Regex to check string contains only Hex characters

Yes, you can do that with a regular expression:

^[0-9A-F]+$

Explanation:

^            Start of line.
[0-9A-F]     Character class: Any character in 0 to 9, or in A to F.
+            Quantifier: One or more of the above.
$            End of line.

To use this regular expression in Java you can for example call the matches method on a String:

boolean isHex = s.matches("[0-9A-F]+");

Note that matches finds only an exact match so you don't need the start and end of line anchors in this case. See it working online: ideone

You may also want to allow both upper and lowercase A-F, in which case you can use this regular expression:

^[0-9A-Fa-f]+$

May be you want to use the POSIX character class \p{XDigit}, so:

^\p{XDigit}+$

Additionally, if you plan to use the regular expression very often, it is recommended to use a constant in order to avoid recompile it each time, e.g.:

private static final Pattern REGEX_PATTERN = 
        Pattern.compile("^\\p{XDigit}+$");

public static void main(String[] args) {
    String input = "0123456789ABCDEF";
    System.out.println(
        REGEX_PATTERN.matcher(input).matches()
    );  // prints "true"
}

Actually, the given answer is not totally correct. The problem arises because the numbers 0-9 are also decimal values. PART of what you have to do is to test for 00-99 instead of just 0-9 to ensure that the lower values are not decimal numbers. Like so:

^([0-9A-Fa-f]{2})+$

To say these have to come in pairs! Otherwise - the string is something else! :-)

Example:

   (Pick one)
   var a = "1e5";
   var a = "10";
   var a = "314159265";

If I used the accepted answer in a regular expression it would return TRUE.

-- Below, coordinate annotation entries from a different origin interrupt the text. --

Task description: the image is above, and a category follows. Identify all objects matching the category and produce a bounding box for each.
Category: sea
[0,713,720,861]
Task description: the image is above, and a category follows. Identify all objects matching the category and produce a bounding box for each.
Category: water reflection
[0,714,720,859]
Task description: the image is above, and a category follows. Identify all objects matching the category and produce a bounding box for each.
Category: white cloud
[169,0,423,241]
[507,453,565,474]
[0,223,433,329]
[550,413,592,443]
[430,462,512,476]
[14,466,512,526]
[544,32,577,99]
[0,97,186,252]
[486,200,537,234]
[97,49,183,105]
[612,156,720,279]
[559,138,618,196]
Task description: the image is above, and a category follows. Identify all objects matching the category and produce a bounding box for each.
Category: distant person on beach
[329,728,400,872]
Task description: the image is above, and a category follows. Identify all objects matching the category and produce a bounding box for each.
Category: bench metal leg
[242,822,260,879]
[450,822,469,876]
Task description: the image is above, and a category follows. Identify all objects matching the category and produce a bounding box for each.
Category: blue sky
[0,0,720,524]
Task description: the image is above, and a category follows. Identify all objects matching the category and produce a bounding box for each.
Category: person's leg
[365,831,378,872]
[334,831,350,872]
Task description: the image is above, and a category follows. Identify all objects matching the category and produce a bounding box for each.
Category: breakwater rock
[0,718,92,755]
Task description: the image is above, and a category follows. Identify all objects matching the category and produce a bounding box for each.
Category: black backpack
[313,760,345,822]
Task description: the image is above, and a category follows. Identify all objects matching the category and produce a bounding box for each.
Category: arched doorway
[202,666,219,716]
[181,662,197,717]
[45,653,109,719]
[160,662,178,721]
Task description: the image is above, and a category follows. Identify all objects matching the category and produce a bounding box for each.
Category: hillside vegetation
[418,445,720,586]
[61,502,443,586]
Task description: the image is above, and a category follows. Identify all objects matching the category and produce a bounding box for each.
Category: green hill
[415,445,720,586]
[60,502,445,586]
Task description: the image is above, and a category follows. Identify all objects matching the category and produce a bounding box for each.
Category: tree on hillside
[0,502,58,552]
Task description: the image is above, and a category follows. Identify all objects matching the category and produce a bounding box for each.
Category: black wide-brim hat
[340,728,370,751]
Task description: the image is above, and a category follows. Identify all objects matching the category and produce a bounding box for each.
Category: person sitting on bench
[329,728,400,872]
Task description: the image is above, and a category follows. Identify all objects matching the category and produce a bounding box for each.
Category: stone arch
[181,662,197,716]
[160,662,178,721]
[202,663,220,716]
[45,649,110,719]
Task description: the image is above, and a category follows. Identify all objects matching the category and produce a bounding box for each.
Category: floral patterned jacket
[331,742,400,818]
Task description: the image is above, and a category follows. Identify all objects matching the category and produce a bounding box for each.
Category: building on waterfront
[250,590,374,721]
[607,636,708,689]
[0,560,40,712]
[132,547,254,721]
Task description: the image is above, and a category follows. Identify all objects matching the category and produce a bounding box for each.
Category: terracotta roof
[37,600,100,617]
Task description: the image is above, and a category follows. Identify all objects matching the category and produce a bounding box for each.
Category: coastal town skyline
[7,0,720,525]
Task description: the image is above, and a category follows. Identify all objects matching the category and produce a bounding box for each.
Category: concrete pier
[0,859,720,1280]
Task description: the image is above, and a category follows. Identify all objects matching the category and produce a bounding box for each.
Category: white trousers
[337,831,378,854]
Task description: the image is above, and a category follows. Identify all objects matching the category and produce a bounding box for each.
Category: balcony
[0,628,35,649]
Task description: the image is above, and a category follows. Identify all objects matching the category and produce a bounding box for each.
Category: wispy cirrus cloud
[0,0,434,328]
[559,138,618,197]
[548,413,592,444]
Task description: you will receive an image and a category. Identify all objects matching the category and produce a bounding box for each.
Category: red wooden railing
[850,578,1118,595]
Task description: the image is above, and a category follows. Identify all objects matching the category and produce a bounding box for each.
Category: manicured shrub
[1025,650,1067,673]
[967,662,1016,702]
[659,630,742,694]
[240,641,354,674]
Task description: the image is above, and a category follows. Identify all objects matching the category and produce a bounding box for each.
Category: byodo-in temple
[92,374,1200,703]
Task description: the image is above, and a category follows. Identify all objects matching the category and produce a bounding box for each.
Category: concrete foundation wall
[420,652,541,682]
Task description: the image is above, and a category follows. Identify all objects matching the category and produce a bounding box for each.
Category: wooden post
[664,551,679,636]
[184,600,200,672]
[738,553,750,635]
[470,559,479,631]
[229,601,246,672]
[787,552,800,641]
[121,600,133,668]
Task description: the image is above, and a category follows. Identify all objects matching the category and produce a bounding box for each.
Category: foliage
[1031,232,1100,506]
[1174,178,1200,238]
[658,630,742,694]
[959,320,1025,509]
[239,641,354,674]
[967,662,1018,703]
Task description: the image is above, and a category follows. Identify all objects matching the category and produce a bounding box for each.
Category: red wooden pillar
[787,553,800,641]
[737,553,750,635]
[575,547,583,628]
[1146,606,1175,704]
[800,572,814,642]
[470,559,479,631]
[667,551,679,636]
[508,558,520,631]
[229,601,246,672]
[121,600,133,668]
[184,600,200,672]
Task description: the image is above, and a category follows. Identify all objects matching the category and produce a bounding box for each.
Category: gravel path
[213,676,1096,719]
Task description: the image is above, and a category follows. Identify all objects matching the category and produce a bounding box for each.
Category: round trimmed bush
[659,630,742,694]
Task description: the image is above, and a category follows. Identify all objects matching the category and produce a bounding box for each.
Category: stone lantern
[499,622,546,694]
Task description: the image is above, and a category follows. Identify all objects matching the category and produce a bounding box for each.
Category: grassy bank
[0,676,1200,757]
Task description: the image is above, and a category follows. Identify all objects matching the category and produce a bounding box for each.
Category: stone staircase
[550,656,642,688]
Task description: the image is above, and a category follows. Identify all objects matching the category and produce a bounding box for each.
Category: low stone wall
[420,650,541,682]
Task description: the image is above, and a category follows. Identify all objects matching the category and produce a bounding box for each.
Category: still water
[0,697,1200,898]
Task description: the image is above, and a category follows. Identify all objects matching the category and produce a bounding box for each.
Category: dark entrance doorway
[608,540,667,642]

   var re1 = new RegExp( /^[0-9A-Fa-f]+$/ );
   var re2 = new RegExp( /^([0-9A-Fa-f]{2})+$/ );

   if( re1.test(a) ){ alert("#1 = This is a hex value!"); }
   if( re2.test(a) ){ alert("#2 = This IS a hex string!"); }
     else { alert("#2 = This is NOT a hex string!"); }

Note that the "10" returns TRUE in both cases. If an incoming string only has 0-9 you can NOT tell, easily if it is a hex value or a decimal value UNLESS there is a missing zero in front of off length strings (hex values always come in pairs - ie - Low byte/high byte). But values like "34" are both perfectly valid decimal OR hexadecimal numbers. They just mean two different things.

Also note that "3.14159265" is not a hex value no matter which test you do because of the period. But with the addition of the "{2}" you at least ensure it really is a hex string rather than something that LOOKS like a hex string.